Plusieurs initiatives de métadonnées ont été proposées pour améliorer le repérage des contenus sur le Web. Malgré leur niveau de sophistication élevé, aucune des initiatives de métadonnées ne réussit à s'adapter pleinement au caractère atomique des objets d'apprentissage. La nature complexe des objets d'apprentissage demande, en effet, l'utilisation de structures de métadonnées flexibles pouvant être définies sur mesure pour répondre au contexte particulier de chaque objet.
Il est toutefois possible de réaliser une description fine des objets d'apprentissage en insérant directement des annotations à l'intérieur des contenus Web. Une annotation est une note, une explication, ou tout autre type de remarque externe pouvant être attachée à un document sans toutefois être nécessairement insérée dans ce document. Il est ainsi possible de préciser la sémantique d'une annotation en utilisant des descriptions RDF (Resource Description Framework) reliées à des ontologies OWL (Web Ontology Language).
La conception d'ontologies reste toutefois une opération complexe qui demande un travail de réflexion important. Des ontologies réalisées de manière isolée par des individus différents peuvent notamment donner naissance à des descriptions très différentes d'un même domaine. Une solution pour réduire l'hétérogénéité structurale et sémantique des ontologies consiste à mettre en place des équipes de travail qui réalisent ensemble la sélection et la définition des éléments d'une ontologie commune. Le recours à ces équipes spécialisées implique cependant les mêmes inconvénients que ceux rencontrés dans la construction des descriptions proposées par les grandes initiatives de métadonnées.
Nous pensons qu'il est toutefois possible de réaliser des ontologies consensuelles sans nécessairement impliquer une équipe de conception spécialisée. Sur la base de notre propre expérience, nous avons en effet constaté que lorsqu'un concepteur de cours récupère un contenu déjà annoté, celui-ci se montre aussi généralement intéressé à conserver la valeur des annotations récupérées. Ces mêmes annotations sont aussi souvent réutilisées de nouveau pour réaliser des descriptions supplémentaires. Nous pensons donc qu'il est possible de favoriser la construction d'ontologies en permettant simplement à des concepteurs de cours d'échanger librement des contenus annotés entre eux tout en permettant à chacun de rajouter/retrancher les descriptions sémantiques rattachées aux annotations récupérées.

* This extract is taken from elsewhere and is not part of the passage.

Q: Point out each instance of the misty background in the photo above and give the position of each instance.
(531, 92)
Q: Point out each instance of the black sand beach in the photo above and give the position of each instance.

Nous croyons que les éléments d'ontologies récupérés par chacun seront ainsi systématiquement réutilisés pour favoriser la construction d'ontologies de plus en plus importantes. Nous faisons ainsi l'hypothèse que les emprunts d'annotations réalisés successivement par différents concepteurs de cours se traduisent toujours par un bilan positif entre les ajouts et les retraits réalisés par chacun d'eux, réalisant ainsi un effet de levier positif sur la production globale des annotations. Autrement dit, nous croyons que le nombre de descriptions augmente au fur et à mesure de l'implication d'un nouvel intervenant dans une chaîne de partage.
Pour vérifier cette hypothèse, nous avons réalisé une expérience pour vérifier le taux de réutilisation des annotations ainsi que le taux de réutilisation des classes d'ontologie associées à ces mêmes annotations à travers les échanges successifs de contenus réalisés entre huit concepteurs de cours différents.
Nous avons construit un prototype logiciel qui permet la construction et l'échange d'annotations RDF associées à des ontologies OWL. Les huit sujets avaient pour consigne d'échanger entre eux des contenus de cours et de modifier, si nécessaire, les annotations déjà réalisées par les autres. Les actions des différents utilisateurs étaient enregistrées par le logiciel. En étudiant le fichier de journalisation généré par le logiciel, nous avons ainsi observé que le taux de réutilisation des annotations est de 88% alors que celui des classes d'ontologies échangées atteint 99%. Nous avons ainsi découvert l'existence d'un effet de levier important dans la conception de contenus annotés qui facilitera certainement la mise en place définitive du Web sémantique.
Les gains de cette découverte sont nombreux : notamment de ne plus être dépendant d'équipes spécialisées pour la production d'ontologies consensuelles, de réduire substantiellement la nécessité d'avoir à recourir à des techniques complexes d'alignement d'ontologies et de favoriser la capture des connaissances directement au niveau des concepteurs de contenu.